Making a case for data quality of your brand is now more important than ever before. In this era of big data where every organization is hell-bent on laying its hands on as much data as it can, it becomes exceedingly important that you must be assured of the data quality you access.
If the report by Forbes that the amount of data produced every day is 2.5 quintillion bytes should be taken into cognizance, then data is surely the next “crude oil” and data quality can’t be overemphasized. According to WhatIs.com, data quality is a perception or an assessment of data’s fitness to serve its purpose in a given context.
On a daily basis, organizations depend more and more on data for their operations, data quality has, therefore, become a front-burner issue. SiriusDecisions reports that nearly 60 percent of marketers consider the overall health of their data unreliable.
Once your data quality is poor, expect an avalanche of problems. These problems range from inaccurate reporting to ill-conceived strategies.
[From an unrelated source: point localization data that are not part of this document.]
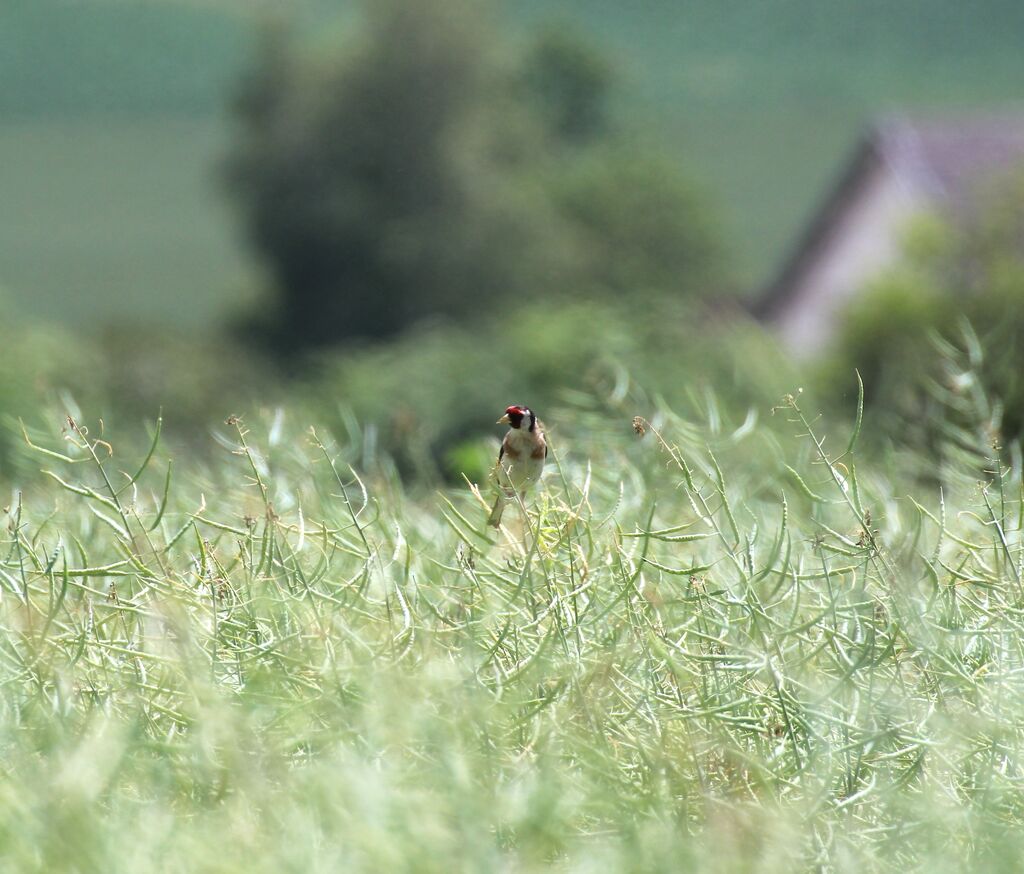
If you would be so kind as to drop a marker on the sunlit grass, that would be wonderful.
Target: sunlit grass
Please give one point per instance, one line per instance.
(706, 645)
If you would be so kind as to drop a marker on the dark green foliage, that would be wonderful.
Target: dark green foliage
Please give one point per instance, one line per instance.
(570, 82)
(418, 174)
(973, 271)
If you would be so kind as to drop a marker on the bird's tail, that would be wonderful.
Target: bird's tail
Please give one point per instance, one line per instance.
(495, 519)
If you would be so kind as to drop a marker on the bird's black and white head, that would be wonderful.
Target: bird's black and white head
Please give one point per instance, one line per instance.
(517, 417)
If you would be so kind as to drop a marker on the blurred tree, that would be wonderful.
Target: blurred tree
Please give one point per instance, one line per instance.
(570, 82)
(974, 269)
(422, 173)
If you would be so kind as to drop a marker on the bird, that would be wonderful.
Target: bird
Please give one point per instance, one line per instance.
(520, 460)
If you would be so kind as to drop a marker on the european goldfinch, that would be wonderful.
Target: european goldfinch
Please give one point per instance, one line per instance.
(520, 460)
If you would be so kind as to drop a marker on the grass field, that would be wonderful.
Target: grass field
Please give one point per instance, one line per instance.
(707, 645)
(105, 219)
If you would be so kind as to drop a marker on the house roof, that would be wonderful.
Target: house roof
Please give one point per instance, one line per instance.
(943, 162)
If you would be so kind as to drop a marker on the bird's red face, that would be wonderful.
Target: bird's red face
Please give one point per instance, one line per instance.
(514, 416)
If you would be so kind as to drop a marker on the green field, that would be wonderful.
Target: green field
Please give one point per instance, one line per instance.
(108, 201)
(118, 220)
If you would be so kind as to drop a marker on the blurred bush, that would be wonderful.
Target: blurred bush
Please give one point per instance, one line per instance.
(972, 270)
(433, 395)
(424, 168)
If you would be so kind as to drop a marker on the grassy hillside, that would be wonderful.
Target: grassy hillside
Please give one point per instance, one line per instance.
(709, 645)
(761, 100)
(118, 220)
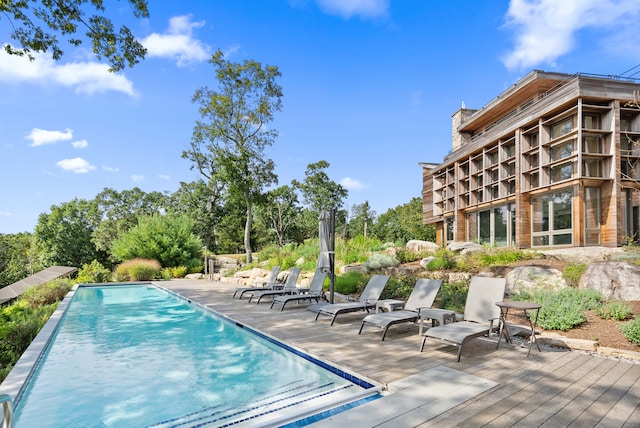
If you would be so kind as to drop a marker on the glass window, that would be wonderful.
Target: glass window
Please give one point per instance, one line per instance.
(485, 226)
(561, 128)
(500, 226)
(591, 121)
(510, 150)
(562, 172)
(591, 168)
(553, 218)
(591, 144)
(449, 229)
(562, 151)
(540, 205)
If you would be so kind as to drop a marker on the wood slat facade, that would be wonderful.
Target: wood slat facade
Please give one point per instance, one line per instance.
(554, 161)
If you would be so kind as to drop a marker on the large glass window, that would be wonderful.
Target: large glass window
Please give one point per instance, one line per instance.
(562, 151)
(591, 121)
(591, 144)
(592, 215)
(496, 226)
(561, 128)
(500, 218)
(591, 168)
(552, 218)
(562, 172)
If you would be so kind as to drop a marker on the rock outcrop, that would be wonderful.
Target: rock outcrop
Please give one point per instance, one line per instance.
(615, 280)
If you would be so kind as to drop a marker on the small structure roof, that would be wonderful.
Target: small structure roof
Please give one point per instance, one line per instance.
(17, 288)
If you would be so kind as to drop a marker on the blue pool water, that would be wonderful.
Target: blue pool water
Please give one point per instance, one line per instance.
(139, 356)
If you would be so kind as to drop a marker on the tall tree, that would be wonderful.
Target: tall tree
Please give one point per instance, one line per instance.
(168, 239)
(281, 211)
(403, 223)
(362, 219)
(318, 190)
(229, 143)
(64, 234)
(119, 212)
(38, 26)
(202, 203)
(319, 193)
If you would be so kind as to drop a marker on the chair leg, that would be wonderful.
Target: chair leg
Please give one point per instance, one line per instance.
(384, 333)
(361, 325)
(424, 339)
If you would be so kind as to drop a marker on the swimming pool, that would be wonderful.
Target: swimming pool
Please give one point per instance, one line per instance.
(136, 355)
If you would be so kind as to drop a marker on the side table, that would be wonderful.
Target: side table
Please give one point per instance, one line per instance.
(522, 306)
(442, 316)
(389, 305)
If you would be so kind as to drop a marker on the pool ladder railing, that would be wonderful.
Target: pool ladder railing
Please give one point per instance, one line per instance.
(7, 410)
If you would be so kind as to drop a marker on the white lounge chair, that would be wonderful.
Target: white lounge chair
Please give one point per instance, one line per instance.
(313, 292)
(289, 287)
(421, 297)
(367, 300)
(269, 284)
(480, 312)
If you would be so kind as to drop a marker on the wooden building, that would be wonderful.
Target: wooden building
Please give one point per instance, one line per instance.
(553, 161)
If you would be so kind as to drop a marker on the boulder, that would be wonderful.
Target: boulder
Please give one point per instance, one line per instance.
(464, 247)
(424, 262)
(417, 246)
(614, 279)
(527, 278)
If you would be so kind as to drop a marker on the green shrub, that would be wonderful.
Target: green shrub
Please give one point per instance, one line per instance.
(179, 272)
(563, 309)
(405, 256)
(93, 273)
(166, 238)
(399, 287)
(139, 270)
(631, 330)
(350, 283)
(452, 296)
(572, 274)
(46, 294)
(614, 310)
(379, 261)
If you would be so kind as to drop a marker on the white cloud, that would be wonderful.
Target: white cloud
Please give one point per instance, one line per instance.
(40, 137)
(80, 144)
(84, 77)
(76, 165)
(545, 29)
(178, 43)
(352, 184)
(349, 8)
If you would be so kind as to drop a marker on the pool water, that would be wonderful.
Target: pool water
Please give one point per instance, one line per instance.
(139, 356)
Economic damages you have to shoulder due to poor data quality problems border on miscellaneous expenses such as demurrages and transportation fares when packages are wrongly shipped to other destinations right through to tough regulatory compliance fines for keeping inaccurate financial records.
Data quality is viewed in the realm of its accuracy, consistency, completeness, integrity, conformity, and timelessness. With the implementation of a data quality initiative, you can expect a 20-40 percent increase in sales for your brand.
It’s necessary we look at each of these to see how they enable you to make decisions fast based on the right information.
1. Completeness
The mistake you mustn’t make when considering the completeness of data is to assume that you must have every data that is available. For quality data to be complete all you need is to have the essential.
It must be comprehensive even if some optional data is missing. Once your data meets your expectations, it’s complete.
If for instance a record is required that must bear your customer’s first and last names, the middle name must not be there to make the data complete. Since no data value is missing, your data is in a usable state.
According to a research carried out by Experian, it was discovered that 77 percent of companies are of the view that their bottom line is affected by inaccurate and incomplete contact data and on average, respondents believe 12 percent of revenue is wasted.
2. Consistency
You need to enhance the sustenance of systems to report data from one segment to another. Data you collect across all systems must reflect the same information for it to be considered quality data and consistent.
Across the different sections of the brand, you must ensure that your data are in sync with each other. No distinct occurrences of the same data instances should provide any information that conflicts.
There must be alignment between the expected versions of data you are collecting and the types of data.
3. Conformity
Your data must follow the set of standards for data definitions like data type, size, and format. The global standard format for recording the date of birth, for instance, is “mm/dd/yy,” anything short of this does not conform with the standard format.
It’s absolutely important that your data maintain conformance to specific formats.
4. Accuracy
In order not to allow the renowned cases of garbage in/garbage out that confronted data quality efforts in the early days of computing to rear its ugly head with artificial intelligence (AI) and machine learning applications, accuracy must be your watchword. You have to ensure that your data to a very high degree correctly reflects the real-world object or the event being described.
The incorrect spellings of product, person names, and addresses could be viewed as little issues but can overall, greatly impact operational and advanced analytics applications.
5. Integrity
The integrity of your data determines how valid it is across the relationships. This ensures that the data in your database are both traceable and connectable.
If you have a situation where there is an address relationship data without the relevant customer then that data lacks integrity. No data should have any missing important relationship linkages.
Once you are unable to link related records together you may be heading for duplication crises across your systems.
6. Timeliness
Your data must be available in real-time when it’s expected and needed. Your data is of no use if the essence for which it’s needed has elapsed.
The timeliness of your data depends on the user’s expectations. You can use methodologies for such data quality projects like the Data Quality Assessment Framework (DQAF), which provides guidelines, for measuring data dimensions that include timeliness.
With DQAF, the actual times of data delivery are compared to anticipated data delivery schedules.
It’s not an overstatement to say that the expansion of data’s use in digital commerce, as well as the ever-ubiquitous online activity, have gone a long way to intensify data quality concerns. It has, therefore, become immensely important and very obvious that data quality is an angle you can’t afford to toy with if you actually want your brand to grow as well as grapple with the global competitive market.